Another possible source of model error is the poor representation of water vapour in the upper atmosphere (Section 9.4.1.2). It has been suggested that a reduction in stratospheric water vapour after 2000 caused a reduction in downward longwave radiation and hence a surface-cooling contribution (Solomon et al., 2010), possibly missed by the models, However, this effect is assessed here to be small, because there was a recovery in stratospheric water vapour after 2005 (Section 2.2.2.1, Figure 2.5).

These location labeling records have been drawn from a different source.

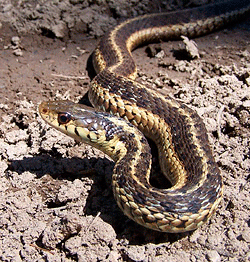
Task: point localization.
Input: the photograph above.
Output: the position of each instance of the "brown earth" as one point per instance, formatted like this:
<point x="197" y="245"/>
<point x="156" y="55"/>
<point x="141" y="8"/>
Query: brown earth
<point x="56" y="200"/>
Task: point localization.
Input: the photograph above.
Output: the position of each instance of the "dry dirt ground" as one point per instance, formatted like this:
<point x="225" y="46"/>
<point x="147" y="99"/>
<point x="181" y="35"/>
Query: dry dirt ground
<point x="56" y="200"/>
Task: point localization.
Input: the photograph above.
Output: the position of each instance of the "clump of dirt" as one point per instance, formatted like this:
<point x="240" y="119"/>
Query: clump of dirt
<point x="56" y="199"/>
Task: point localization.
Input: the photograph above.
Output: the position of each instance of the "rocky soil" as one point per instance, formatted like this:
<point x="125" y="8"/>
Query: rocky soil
<point x="56" y="200"/>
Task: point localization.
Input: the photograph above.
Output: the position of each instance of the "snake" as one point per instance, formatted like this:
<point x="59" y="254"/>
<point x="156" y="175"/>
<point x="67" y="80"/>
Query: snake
<point x="127" y="113"/>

In summary, the observed recent warming hiatus, defined as the reduction in GMST trend during 1998–2012 as compared to the trend during 1951–2012, is attributable in roughly equal measure to a cooling contribution from internal variability and a reduced trend in external forcing (expert judgment, medium confidence). The forcing trend reduction is primarily due to a negative forcing trend from both volcanic eruptions and the downward phase of the solar cycle. However, there is low confidence in quantifying the role of forcing trend in causing the hiatus, because of uncertainty in the magnitude of the volcanic forcing trend and low confidence in the aerosol forcing trend.
Almost all CMIP5 historical simulations do not reproduce the observed recent warming hiatus. There is medium confidence that the GMST trend difference between models and observations during 1998–2012 is
to a substantial degree caused by internal variability, with possible contributions from forcing error and some CMIP5 models overestimating the response to increasing greenhouse-gas forcing. The CMIP5 model trend in effective radiative forcing (ERF) shows no apparent bias against the AR5 best estimate over 1998–2012.

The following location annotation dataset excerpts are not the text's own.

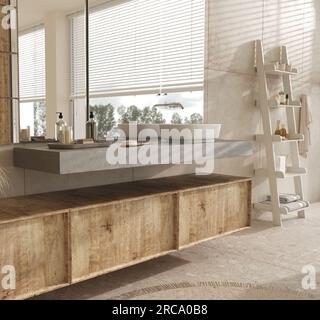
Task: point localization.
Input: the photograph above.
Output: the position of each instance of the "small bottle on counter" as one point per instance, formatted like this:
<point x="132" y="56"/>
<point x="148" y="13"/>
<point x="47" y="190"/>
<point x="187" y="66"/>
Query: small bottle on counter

However, confidence in this assessment of CMIP5 ERF trend is low, primarily because of the uncertainties in model aerosol forcing and processes, which through spatial heterogeneity might well cause an undetected global-mean ERF trend error even in the absence of a trend in the global-mean aerosol loading.

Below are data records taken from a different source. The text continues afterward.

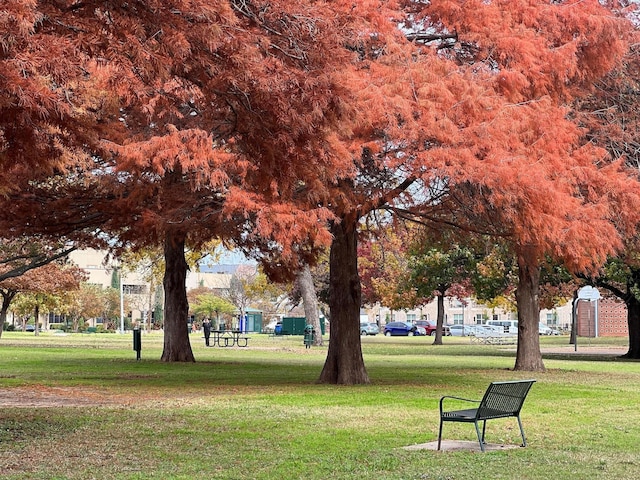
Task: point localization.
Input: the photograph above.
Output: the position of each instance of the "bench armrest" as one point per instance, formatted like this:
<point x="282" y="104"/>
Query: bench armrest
<point x="455" y="398"/>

The causes of both the observed GMST trend hiatus and of the model–observation GMST trend difference during 1998–2012 imply that, barring a major volcanic eruption, most 15-year GMST trends in the near-term future will be larger than during 1998–2012 (high confidence; see 11.3.6.3. for a full assessment of near-term projections of GMST). The reasons for this implication are fourfold: first, anthropogenic greenhouse-gas concentrations are expected to rise further in all RCP scenarios; second, anthropogenic aerosol concentration is expected to decline in all RCP scenarios, and so is the resulting cooling effect; third, the trend in solar forcing is expected to be larger over most near-term 15–year periods than over 1998–2012 (medium confidence), because 1998–2012 contained the full downward phase of the solar cycle; and fourth, it is more likely than not that internal climate variability in the near-term will enhance and not counteract the surface warming expected to arise from the increasing anthropogenic forcing.